Jan
25

Smithsonian Curator Reflects on Joe Biden’s ‘Poignant’ Inaugural Painting


Eleanor Harvey posits that the 1859 landscape’s message of hope resonated with First Lady Jill Biden, who helped select the artwork

Landscape painting with rainbow
Robert S. Duncanson’s Landscape With Rainbow (1859) “carries with it an unmistakable ray of hope,” per the Los Angeles Times. “Rainbows typically appear after a storm has passed, not before.” (Smithsonian American Art Museum / Gift of Leonard and Paula Granoff)

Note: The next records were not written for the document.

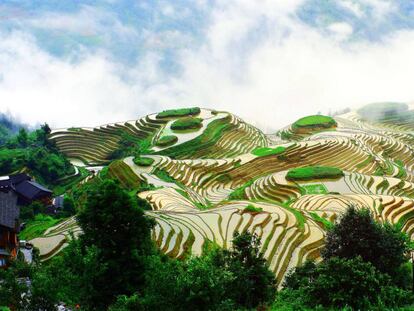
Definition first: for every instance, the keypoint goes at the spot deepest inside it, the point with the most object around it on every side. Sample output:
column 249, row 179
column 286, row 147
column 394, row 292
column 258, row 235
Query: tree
column 23, row 138
column 217, row 280
column 340, row 282
column 121, row 233
column 253, row 284
column 357, row 234
column 13, row 288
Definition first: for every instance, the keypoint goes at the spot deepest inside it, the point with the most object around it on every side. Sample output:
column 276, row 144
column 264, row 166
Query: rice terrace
column 207, row 174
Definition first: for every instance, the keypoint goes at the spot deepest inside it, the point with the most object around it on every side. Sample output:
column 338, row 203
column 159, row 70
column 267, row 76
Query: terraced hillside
column 218, row 175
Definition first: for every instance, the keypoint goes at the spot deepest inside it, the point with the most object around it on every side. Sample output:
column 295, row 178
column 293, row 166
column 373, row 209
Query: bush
column 357, row 234
column 252, row 209
column 143, row 161
column 218, row 280
column 314, row 172
column 315, row 121
column 187, row 124
column 174, row 113
column 265, row 151
column 339, row 282
column 167, row 140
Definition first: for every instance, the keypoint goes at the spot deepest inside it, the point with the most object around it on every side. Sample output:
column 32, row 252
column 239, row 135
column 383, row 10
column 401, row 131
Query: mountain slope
column 295, row 186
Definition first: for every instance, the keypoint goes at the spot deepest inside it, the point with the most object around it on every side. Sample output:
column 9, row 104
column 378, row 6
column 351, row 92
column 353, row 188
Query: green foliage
column 357, row 234
column 187, row 124
column 384, row 111
column 69, row 208
column 315, row 121
column 266, row 151
column 326, row 223
column 22, row 138
column 13, row 288
column 48, row 166
column 33, row 151
column 36, row 227
column 167, row 140
column 340, row 282
column 239, row 193
column 219, row 280
column 113, row 224
column 120, row 171
column 252, row 209
column 176, row 113
column 130, row 145
column 314, row 189
column 164, row 175
column 207, row 139
column 143, row 161
column 402, row 172
column 314, row 172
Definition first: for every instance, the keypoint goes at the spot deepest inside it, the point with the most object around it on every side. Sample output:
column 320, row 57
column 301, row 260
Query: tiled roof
column 9, row 212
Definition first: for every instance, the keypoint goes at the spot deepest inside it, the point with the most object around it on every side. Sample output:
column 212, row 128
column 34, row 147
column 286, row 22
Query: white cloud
column 353, row 6
column 290, row 72
column 341, row 30
column 87, row 21
column 381, row 8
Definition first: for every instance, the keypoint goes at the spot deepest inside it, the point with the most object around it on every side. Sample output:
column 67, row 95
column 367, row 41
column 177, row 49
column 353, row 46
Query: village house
column 9, row 226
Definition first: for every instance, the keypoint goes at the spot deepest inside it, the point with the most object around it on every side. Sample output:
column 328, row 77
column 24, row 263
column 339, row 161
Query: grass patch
column 326, row 223
column 207, row 139
column 176, row 113
column 163, row 175
column 315, row 121
column 314, row 189
column 384, row 111
column 402, row 172
column 266, row 151
column 252, row 209
column 314, row 172
column 166, row 141
column 35, row 228
column 143, row 161
column 187, row 124
column 124, row 174
column 239, row 193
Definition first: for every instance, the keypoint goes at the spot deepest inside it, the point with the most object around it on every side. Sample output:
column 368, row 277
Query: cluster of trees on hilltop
column 33, row 151
column 115, row 266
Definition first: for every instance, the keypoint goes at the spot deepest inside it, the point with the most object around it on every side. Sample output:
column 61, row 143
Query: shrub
column 252, row 209
column 187, row 124
column 143, row 161
column 314, row 172
column 381, row 111
column 265, row 151
column 341, row 282
column 357, row 234
column 315, row 121
column 167, row 140
column 174, row 113
column 240, row 193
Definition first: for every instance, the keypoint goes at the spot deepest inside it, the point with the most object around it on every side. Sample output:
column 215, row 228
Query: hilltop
column 207, row 174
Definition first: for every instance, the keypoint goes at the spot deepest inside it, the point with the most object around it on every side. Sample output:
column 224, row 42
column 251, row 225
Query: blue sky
column 92, row 62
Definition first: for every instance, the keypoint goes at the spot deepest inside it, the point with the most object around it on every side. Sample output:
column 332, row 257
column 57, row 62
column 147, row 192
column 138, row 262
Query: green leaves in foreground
column 314, row 172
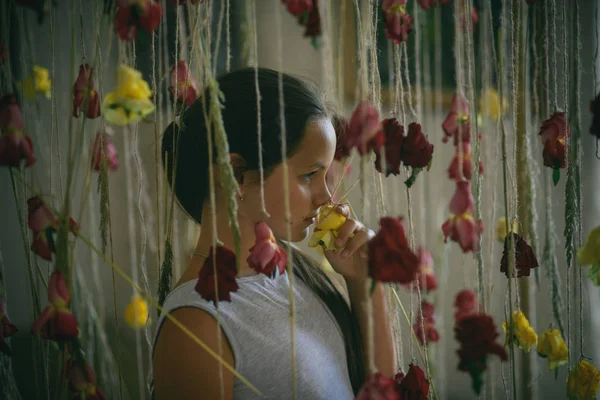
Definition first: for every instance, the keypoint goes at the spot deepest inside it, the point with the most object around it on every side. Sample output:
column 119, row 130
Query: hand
column 350, row 260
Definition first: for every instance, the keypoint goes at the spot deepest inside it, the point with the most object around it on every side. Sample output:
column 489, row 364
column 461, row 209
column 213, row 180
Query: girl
column 329, row 342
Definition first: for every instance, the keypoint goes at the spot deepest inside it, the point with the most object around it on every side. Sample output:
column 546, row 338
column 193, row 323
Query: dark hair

On Wednesday, Republican Senator Roy Blunt presented the newly inaugurated president of the United States, Joe Biden, with a painting on loan from the Smithsonian American Art Museum (SAAM) especially for the occasion: Robert S. Duncanson’s Landscape With Rainbow, an 1859 landscape of green fields dotted with cows. In the work, a tiny couple strolls across a lush countryside as cattle graze serenely under a lilac sky. A rainbow shimmers overhead.

In a normal year, this “inaugural painting” would have served as the backdrop for the Senate Inaugural Luncheon and a symbol of the incoming administration’s agenda. But the 59th inaugural ceremonies were anything but normal: The traditional meal was canceled, attendance was limited and all parties donned face masks to prevent the spread of Covid-19. The president and First Lady Jill Biden received the painting in the Capitol Rotunda—the same room overtaken by an angry mob just two weeks earlier.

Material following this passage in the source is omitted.